Der Verbund eröffnete seine erste PV-Großflächenanlage in Kärnten, in Niederösterreich wird eine zehnmal größere gebaut. Wie viele PV-Anlagen sollen folgen?
MICHAEL STRUGL: Wir haben das Ziel, 20 bis 25 Prozent des Portfolios durch Sonne und Wind abzudecken. Davon wird ein guter Teil Photovoltaik sein mit einer kritischen Masse an Anlagen. Wie viele, hängt von Flächen und Genehmigungen ab.

Bis 2030 will Österreich den Strombedarf zu 100 Prozent aus erneuerbaren Quellen decken. Dabei gibt es erhebliche Widerstände gegen Windräder, Wasserkraftwerke, auch PV-Anlagen.
Das wird eine Herausforderung. Wir brauchen ein breites Verständnis in der Bevölkerung für die Notwendigkeiten. Für diese Überzeugungsarbeit benötigen wir die Politik.

Was sind Ihre Erwartungen in Bezug auf das Erneuerbaren-Ausbaugesetz, das Ministerin Gewessler demnächst vorlegen will?
Wir erzeugen derzeit in Österreich 73 Terawattstunden. Die Regierung sagt, sie will 27 Terawattstunden aus erneuerbarer Nutzung dazubauen. Ein Riesenschritt. Wenn man das in kurzer Zeit schaffen will, braucht man Anreizsysteme und Verfahren, die in vernünftiger Zeit abgeschlossen werden. Wir sind schon zeitkritisch, das Gesetz soll mit 1. Jänner in Kraft treten – da läuft die Uhr.

Brauchen die Behörden bei Energieprojekten zu lange?
Die Verfahren sind vielfach zu lange und zu kompliziert. Das verteuert die Projekte immens.

Drei bis vier Terawattstunden sollen aus Verbund-Wasserkraftwerken kommen.
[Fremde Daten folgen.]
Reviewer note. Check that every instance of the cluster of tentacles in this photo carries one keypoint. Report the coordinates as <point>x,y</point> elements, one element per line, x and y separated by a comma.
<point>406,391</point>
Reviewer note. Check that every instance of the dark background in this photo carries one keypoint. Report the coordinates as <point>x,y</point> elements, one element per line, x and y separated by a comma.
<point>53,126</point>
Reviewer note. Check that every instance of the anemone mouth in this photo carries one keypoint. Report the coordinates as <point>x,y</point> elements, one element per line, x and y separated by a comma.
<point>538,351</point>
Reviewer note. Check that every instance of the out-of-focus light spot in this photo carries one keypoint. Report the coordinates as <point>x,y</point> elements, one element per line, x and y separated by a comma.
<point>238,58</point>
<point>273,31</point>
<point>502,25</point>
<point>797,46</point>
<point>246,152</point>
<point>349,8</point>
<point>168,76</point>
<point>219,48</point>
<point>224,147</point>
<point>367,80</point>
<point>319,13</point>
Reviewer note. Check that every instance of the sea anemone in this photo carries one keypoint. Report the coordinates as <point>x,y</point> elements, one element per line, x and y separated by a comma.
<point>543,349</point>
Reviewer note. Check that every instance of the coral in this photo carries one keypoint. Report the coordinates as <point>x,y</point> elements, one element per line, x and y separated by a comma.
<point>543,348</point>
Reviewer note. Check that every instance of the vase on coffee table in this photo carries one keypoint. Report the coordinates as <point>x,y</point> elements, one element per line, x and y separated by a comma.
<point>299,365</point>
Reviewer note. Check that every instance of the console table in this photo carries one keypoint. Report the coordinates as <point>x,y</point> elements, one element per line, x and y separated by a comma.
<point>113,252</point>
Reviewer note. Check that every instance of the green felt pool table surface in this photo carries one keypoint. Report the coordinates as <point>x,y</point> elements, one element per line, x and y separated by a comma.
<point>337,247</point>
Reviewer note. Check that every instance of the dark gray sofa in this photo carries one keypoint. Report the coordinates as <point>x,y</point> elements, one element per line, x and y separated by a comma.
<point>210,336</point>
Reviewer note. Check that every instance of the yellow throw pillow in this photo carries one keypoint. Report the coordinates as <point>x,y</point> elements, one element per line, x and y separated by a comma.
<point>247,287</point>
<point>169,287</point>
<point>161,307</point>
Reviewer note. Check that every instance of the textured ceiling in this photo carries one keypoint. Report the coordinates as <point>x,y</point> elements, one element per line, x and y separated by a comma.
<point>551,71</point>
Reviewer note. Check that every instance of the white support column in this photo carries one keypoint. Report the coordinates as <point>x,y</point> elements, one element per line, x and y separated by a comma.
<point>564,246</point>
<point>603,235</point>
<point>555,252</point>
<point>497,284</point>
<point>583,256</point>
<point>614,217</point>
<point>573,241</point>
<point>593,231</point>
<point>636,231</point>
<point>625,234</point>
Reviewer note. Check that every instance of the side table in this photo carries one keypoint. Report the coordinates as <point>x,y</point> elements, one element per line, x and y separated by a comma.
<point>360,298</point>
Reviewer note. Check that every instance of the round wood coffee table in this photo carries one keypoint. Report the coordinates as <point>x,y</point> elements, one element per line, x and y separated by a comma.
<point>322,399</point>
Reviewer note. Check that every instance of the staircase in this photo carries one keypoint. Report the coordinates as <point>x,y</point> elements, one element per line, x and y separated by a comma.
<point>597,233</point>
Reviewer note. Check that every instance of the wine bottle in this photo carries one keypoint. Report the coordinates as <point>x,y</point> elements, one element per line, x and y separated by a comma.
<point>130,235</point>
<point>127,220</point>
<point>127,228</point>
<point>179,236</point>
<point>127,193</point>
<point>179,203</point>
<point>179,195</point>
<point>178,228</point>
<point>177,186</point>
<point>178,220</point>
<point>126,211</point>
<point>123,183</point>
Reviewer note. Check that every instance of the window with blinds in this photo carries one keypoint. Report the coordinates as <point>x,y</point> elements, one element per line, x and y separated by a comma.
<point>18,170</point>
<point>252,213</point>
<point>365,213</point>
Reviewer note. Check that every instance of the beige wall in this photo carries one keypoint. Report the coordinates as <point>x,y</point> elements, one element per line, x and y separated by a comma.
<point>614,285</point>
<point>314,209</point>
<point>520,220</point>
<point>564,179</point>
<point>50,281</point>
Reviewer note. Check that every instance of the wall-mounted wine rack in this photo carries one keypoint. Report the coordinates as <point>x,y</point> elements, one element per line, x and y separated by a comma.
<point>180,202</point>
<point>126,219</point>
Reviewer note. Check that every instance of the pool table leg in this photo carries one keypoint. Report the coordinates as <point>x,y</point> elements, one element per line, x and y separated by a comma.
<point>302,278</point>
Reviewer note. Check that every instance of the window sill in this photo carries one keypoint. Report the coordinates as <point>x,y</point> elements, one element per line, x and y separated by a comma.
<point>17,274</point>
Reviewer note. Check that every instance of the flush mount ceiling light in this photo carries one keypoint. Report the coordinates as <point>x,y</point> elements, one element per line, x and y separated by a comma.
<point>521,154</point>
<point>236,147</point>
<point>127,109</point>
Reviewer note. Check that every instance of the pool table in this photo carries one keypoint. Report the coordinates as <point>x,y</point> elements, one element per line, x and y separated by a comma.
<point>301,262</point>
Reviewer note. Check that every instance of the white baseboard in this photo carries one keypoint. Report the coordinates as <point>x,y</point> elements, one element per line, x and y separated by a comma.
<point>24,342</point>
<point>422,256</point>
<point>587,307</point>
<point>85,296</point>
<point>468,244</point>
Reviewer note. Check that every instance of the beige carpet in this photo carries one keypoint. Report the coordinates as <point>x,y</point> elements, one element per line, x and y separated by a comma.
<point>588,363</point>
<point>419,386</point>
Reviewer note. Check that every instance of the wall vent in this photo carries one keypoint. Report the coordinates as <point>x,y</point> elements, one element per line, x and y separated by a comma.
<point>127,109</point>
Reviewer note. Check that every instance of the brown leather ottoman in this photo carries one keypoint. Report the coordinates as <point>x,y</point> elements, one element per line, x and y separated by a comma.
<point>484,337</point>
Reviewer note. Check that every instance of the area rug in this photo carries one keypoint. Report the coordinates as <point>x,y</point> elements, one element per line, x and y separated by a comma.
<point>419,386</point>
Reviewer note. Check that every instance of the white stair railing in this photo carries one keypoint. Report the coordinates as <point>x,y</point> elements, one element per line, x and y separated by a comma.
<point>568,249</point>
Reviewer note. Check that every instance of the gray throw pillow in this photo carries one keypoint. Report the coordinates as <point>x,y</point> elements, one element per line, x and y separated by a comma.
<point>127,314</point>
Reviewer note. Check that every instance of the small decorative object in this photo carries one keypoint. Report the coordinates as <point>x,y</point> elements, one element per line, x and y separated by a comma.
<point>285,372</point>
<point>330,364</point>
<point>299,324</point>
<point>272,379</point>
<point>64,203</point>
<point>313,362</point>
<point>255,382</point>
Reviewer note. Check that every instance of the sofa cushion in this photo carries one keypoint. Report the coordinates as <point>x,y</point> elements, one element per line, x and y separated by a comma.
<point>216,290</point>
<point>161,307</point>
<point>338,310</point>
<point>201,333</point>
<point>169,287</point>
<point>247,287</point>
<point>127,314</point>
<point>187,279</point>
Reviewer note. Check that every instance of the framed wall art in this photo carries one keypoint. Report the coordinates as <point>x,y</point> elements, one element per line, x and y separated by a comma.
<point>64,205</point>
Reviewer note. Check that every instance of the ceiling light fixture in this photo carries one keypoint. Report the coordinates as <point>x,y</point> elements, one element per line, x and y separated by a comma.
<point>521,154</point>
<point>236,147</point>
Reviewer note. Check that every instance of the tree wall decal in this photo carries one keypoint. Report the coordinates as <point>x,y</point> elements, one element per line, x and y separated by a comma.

Wissen Sie schon, wo diese gebaut werden?
Wir haben sehr viele Projekte in der Revitalisierung. Durch die Effizienzsteigerung bestehender Anlagen können wir einen größeren Anteil leisten. Wenn die Kriterien des Gesetzes sehr streng sind, wird man die Wasserkraft nicht mehr sehr ausbauen können.

Kleinwasserkraftwerke werden jedenfalls nicht reichen?
Die Ausbaumöglichkeiten in Österreich sind nicht mehr allzu groß, aber das eine oder andere Projekt wird möglicherweise machbar sein.

Sieben bis acht Terawattstunden will der Verbund aus Windkraft erzeugen – woher kommt der Strom?
Wir haben ein Portfolio von etwa 400 Megawatt. Wir suchen jetzt derzeit weitere Möglichkeiten – geeignete Standorte, um diese organisch zu entwickeln oder in der Zusammenarbeit mit Projektentwicklern, um bestehende Anlagen oder Projekte zu akquirieren.

Mellach wird zum Wasserstoff-Forschungszentrum. Wie weit ist man im Verbund mit dem Projekt?
Wir wollen Mellach zu einem großen Forschungs- und Innovationszentrum für grünen Wasserstoff und Re-Elektrifizierung machen. Es kann sein, dass man zur Hochtemperaturelektrolyse Hotflex im Testbetrieb weitere Elektrolyseure im größeren Maßstab dort baut. Wir stehen noch am Anfang, haben den Anspruch, auch international gesehen zu werden.

Für Kritiker ist grüner Wasserstoff zu teuer und zu ineffizient.
Richtig ist, dass grüner Wasserstoff derzeit doppelt so teuer wie grauer Wasserstoff ist. Die Politik muss den Rahmen so legen, dass man die Produktion unterstützt. Erst mit den Skaleneffekten großer Anlagen hat grüner Wasserstoff Chancen, am Markt zu bestehen.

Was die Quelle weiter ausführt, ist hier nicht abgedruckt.